El último informe de la ONG Save The Children en España revela que las denuncias de abuso sexual contra niños y adolescentes a través de las pantallas no han dejado de crecer en los últimos años, y de todo lo que estamos viendo, lo que llega a tribunales o a la luz pública es apenas la punta del iceberg.
Niñas de 13 años, principales víctimas
El informe de Save the Children se titula “Tras la pantalla” y revela que en 2024 las denuncias por delitos sexuales digitales se incrementaron en un 13%, pasando en dos años de 954 a 1.078.
Pero la ONG señala que la situación puede ser mucho más grave, considerando que en encuestas realizadas por ellos, más del 97% de las personas que participaron señalaron haber sufrido alguna clase de violencia social a través de Internet cuando eran menores de edad.
Otro dato preocupante tiene que ver con el perfil de las víctimas: en el 61% de los casos se trata de niñas, y la edad promedio en que sufren estos ataques es 13 años.
Agresores cercanos, víctimas y redes sociales
“Tras la pantalla: violencia sexual contra la infancia en el entorno digital”, fue publicado por Save the Children este jueves 29 de enero, y basó su análisis en las sentencias de 23 de los 28 casos de agresiones sexuales ocurridos durante el período 2023/2024, que reveló como primer dato llamativo que un 84,2% de estos delitos tuvieron como víctimas a menores de edad.
En los casos estudiados, el perfil de los agresores es otro dato preocupante, pues no se trata de depredadores sexuales ya identificados, sino de hombres aparentemente normales, que en un 41,7% de los casos procedían de un ambiente conocido por la víctima, y en un 25% de un ambiente familiar (que contrasta con el 3,3% registrado en 2021/2022).
En uno de cada cuatro casos las víctimas tenían entre 13 y 15 años, y en 3,6% las denuncias de abuso sexual fueron de niñas y niños entre 9 y 10 años, lo que trae a la mesa de nuevo el tema de cuál debe ser la edad de acceso a internet y a las redes sociales.
La justicia, las víctimas y el futuro de los agresores sexuales
En el 65,2% de los casos, la sentencia fue condenatoria; puede parecer mucho pero se trata de un descenso en comparación con el período 2021/2022, cuando las condenas por abusos sexuales superaron el 96%.
Aunque se están produciendo algunos cambios, los procesos judiciales siguen siendo un martirio para las víctimas menores de edad, que en ocasiones debieron declarar más de dos veces (65%), en casos que duraron entre 3 y 5 años.

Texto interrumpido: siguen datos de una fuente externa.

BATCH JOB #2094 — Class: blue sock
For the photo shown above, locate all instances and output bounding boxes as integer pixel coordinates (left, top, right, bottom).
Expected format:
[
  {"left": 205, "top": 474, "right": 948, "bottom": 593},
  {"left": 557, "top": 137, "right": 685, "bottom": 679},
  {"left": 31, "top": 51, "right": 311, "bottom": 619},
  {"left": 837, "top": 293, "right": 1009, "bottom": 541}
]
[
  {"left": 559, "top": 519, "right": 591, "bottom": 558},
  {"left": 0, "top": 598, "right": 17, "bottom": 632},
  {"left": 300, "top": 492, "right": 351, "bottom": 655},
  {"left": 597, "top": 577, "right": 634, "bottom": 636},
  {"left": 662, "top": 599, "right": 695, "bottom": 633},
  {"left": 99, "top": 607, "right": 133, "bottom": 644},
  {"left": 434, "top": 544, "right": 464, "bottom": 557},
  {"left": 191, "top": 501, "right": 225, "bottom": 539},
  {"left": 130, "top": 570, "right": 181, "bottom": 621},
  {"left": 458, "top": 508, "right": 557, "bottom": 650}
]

Y aunque en el 71,4% las penas de prisión fueron de 3 o más años, solo a un 58% se le impusieron medidas cautelares (para mantenerlos alejados de las víctimas), y todavía hay sentencias que no incluyen la inhabilitación para acceder a profesiones o trabajos que los pongan en contacto con menores de edad.
Qué hacer
No es fácil, pero hay que hacer comprender a los adolescentes que a través de las redes sociales y otras plataformas pueden entrar en contacto con agresores sexuales, y que deben avisar de inmediato cuando vean algo extraño, o sospechen que una amiga o un amigo está siendo contactado por un abusador.
Y definitivamente hay que mantener alejados de las redes sociales y de internet sin supervisión a los menores de catorce años. Repetimos: no es fácil, pero es nuestra responsabilidad como padres.